Contradictorily, you allow that some cultures like “Ukrainians, Scottish, Germans, etc,” have traditions that would be just fine to celebrate right here in Canada. Hmmm . . . you seem to be quite an ethnocentric and intolerant fellow, Mr. Munro. I wonder if your remarks are based mainly in ignorance or in fear.

You give the impression that you are proud of Canada’s policies of equality, respect and fairness but do not appear to think you need to actually practise them.

Frankly, I love the diversity of Canada’s citizens, just as I love the diversity of the Canadian landscape. I feel blessed to live in a country that understands and respects all people’s differences and protects their rights no matter who they are or what cultural group they fit into.

Intolerance, such as you are suggesting, breeds oppression and marginalization. All we have to do is open a couple of history books to see the consequences of these acts.
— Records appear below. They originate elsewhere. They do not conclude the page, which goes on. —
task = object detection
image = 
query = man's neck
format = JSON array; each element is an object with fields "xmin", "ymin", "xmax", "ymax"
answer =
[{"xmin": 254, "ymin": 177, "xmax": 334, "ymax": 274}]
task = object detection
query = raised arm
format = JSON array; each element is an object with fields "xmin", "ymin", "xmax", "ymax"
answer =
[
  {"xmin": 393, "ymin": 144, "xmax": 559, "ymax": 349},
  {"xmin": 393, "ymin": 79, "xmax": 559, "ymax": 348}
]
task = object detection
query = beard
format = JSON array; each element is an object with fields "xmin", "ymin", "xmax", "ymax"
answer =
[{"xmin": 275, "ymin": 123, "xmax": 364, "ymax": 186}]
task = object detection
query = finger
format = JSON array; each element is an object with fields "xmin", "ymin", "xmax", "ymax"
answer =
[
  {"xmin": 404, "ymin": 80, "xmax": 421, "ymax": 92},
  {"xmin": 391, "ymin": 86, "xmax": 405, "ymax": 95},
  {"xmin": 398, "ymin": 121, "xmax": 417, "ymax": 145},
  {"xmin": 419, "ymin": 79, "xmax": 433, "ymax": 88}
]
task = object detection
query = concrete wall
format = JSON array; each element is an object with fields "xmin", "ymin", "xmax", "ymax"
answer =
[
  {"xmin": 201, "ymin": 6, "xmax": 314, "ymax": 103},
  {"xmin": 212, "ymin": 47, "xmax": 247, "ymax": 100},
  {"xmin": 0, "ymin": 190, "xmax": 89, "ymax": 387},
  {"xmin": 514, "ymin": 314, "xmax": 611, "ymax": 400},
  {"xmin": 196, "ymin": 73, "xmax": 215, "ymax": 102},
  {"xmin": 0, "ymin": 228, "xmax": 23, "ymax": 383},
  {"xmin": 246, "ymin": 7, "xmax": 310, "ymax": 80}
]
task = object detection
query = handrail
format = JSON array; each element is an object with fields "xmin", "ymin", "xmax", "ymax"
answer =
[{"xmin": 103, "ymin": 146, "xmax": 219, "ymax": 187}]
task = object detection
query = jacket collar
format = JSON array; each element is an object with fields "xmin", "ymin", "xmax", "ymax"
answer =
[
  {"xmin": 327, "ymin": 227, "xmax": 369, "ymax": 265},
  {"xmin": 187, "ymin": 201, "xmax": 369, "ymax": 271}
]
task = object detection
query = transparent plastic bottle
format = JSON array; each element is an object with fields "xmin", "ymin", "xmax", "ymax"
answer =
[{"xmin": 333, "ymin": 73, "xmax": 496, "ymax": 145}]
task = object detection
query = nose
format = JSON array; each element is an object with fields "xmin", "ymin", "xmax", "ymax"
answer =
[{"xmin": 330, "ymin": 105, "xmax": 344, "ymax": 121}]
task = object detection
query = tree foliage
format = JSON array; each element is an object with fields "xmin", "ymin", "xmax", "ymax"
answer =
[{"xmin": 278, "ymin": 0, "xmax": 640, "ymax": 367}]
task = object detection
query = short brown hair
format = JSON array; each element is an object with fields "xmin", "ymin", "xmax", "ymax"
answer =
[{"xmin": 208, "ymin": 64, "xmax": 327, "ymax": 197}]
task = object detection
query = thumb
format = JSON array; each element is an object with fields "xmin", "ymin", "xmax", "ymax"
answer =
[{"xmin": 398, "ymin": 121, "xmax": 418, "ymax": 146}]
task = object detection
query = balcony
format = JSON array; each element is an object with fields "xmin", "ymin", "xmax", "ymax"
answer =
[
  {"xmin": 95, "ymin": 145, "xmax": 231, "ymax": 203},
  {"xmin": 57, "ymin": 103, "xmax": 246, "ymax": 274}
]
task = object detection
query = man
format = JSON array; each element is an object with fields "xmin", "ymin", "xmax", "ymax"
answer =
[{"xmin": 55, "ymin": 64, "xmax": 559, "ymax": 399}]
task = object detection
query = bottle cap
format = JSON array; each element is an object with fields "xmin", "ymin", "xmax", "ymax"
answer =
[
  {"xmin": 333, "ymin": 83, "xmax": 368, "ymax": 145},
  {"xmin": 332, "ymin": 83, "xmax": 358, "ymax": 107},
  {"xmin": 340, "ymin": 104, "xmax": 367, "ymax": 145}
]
Do I need to remind you about Canada’s history of intolerance and oppression? I’m sure our First Nations citizens have not forgotten. I cannot see how being exposed to another culture will make me less Canadian, in fact, I think it makes me more so. In Canada, I have celebrated a Cambodian New Year, enjoyed numerous First Nation dances, opened presents on Ukrainian Christmas, and attended many other festivities that were born in countries my ancestors were not.

While I love hockey and camping, these activities don’t make me Canadian. Loving my country and its citizens make me Canadian.

By experiencing what other cultures offer, I feel more knowledgeable, understanding and less fearful. What does make me afraid — and dare I speculate, may be Munro’s main concern — is when prejudice, power struggles and divergence from world human rights make the journey to Canada.

Since we have had these problems since day one, I cannot see how relinquishing another’s cultural traditions will alleviate them. It hasn’t yet, anywhere.

Canada is unique in the world with our multicultural approach and has become a model to the world in our policies and practices. We have even received a Nansen Medal from the United Nations for our country’s work, the first time an entire nation has been given this recognition.

We should be proud of what we have accomplished so far. We have taken a proactive and unparalleled approach in an increasingly diverse landscape and created stable social and political systems that we are envied for.

Diversity is a reality in Canada. It has been since its creation. By understanding it, we won’t be afraid of it.